Allow me to make myself feel old. Back in the day, there was a wrestler named Cowboy Bob Orton who had this cast on his arm that was there for some never-healing injury of indeterminate cause. He'd come in there and the ref would check him for foreign objects, knowing full well that the second he could, Orton was going to clock someone with the cast. Orton's son is now a golden boy in wrestling circles, all bulging muscles and bravado. So what does this have to do with Dewayne Robertson? The Jets DT has a broken bone in his right hand and, given the non-guaranteed contracts in the NFL, has decided to strap on a cast and play. This isn't the first time this has happened, with several players acting the part of Cowboy Bob and using their casted hand as a club.
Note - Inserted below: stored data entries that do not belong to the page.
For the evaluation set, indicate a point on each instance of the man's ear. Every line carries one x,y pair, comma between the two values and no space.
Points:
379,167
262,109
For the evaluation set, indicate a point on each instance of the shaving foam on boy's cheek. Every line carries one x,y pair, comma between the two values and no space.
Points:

Add this to Robertson's recently discovered lack of knee cartilage and the Jets have to be worried about his durability, if not his desire. The knee is much more problematic, unless you're lined up across from the guy with a club on the end of his arm.
"Stinger." That sounds like a Pop Warner team or another pro wrestling reference. Instead, it's a serious injury that is all too common. Also known as a burner, the stinger is actually a nerve injury caused when the shoulder is driven into the brachial plexus while the head is driven to the opposite lateral aspect. Whoa, now -- that's some big words. It's often easier to look at a picture, at least if you're as big-word-phobic as I am. The problem of stingers is not the short term pain and loss of function, it's the longer-term consequences that come from repeated instances. Dan Gable, the legendary wrestler and one of the greatest coaches in any sport, has nearly lost function in one arm due to repeated stingers. Kabeer Gbaja-Biamila has had repeated problems with stingers, something that the Packers are definitely watching. Missle-type players like KGB and some rush-backers are showing a definite proclivity for this injury.
The Matt Birk situation deserves more than just an injury analysis; it's a case study in what goes wrong when there's a lack of trust between employer and employee. It leads to a discussion of the structure of the NFL's collective bargaining agreement, including the rampant myth that the salary cap is good for sports. There are just as many loopholes in the NFL as there are in the NBA and frankly, the salary cap is as un-American as it comes. Birk has a torn acetabular labrum, an injury to the cartilaginous structure that cushions and helps structure the ball and socket joint of the hip. Birk elected to have surgery after the Vikings elected not to guarantee his contract for 2006. Get this -- the injury was caused by a succession of hernias that Birk played through. This damages the Vikings' running game and protection scheme while costing Birk only the pain and suffering he's played with for several seasons. The surgery is not major, in the sense that he's likely to make a full and reasonably speedy recovery, giving him time to find a new team in time for minicamp. Next time one of your buddies lauds the salary cap, point out Matt Birk.
Let's see -- Todd Sauerbrun is playing. Darrell Russell is back. Randy Moss isn't the only player rolling his own. Yeah, drug policy is working fine here ... It's worth noting that any player with a bruise, sprain, or paper cut won't play in the last preseason game. Don't read too much into it ... Correll Buckhalter blew out his knee. Again. Redo's on major knee surgeries actually have a good rate of success, assuming Buckhalter wants to go through the pain and suffering of rehab again.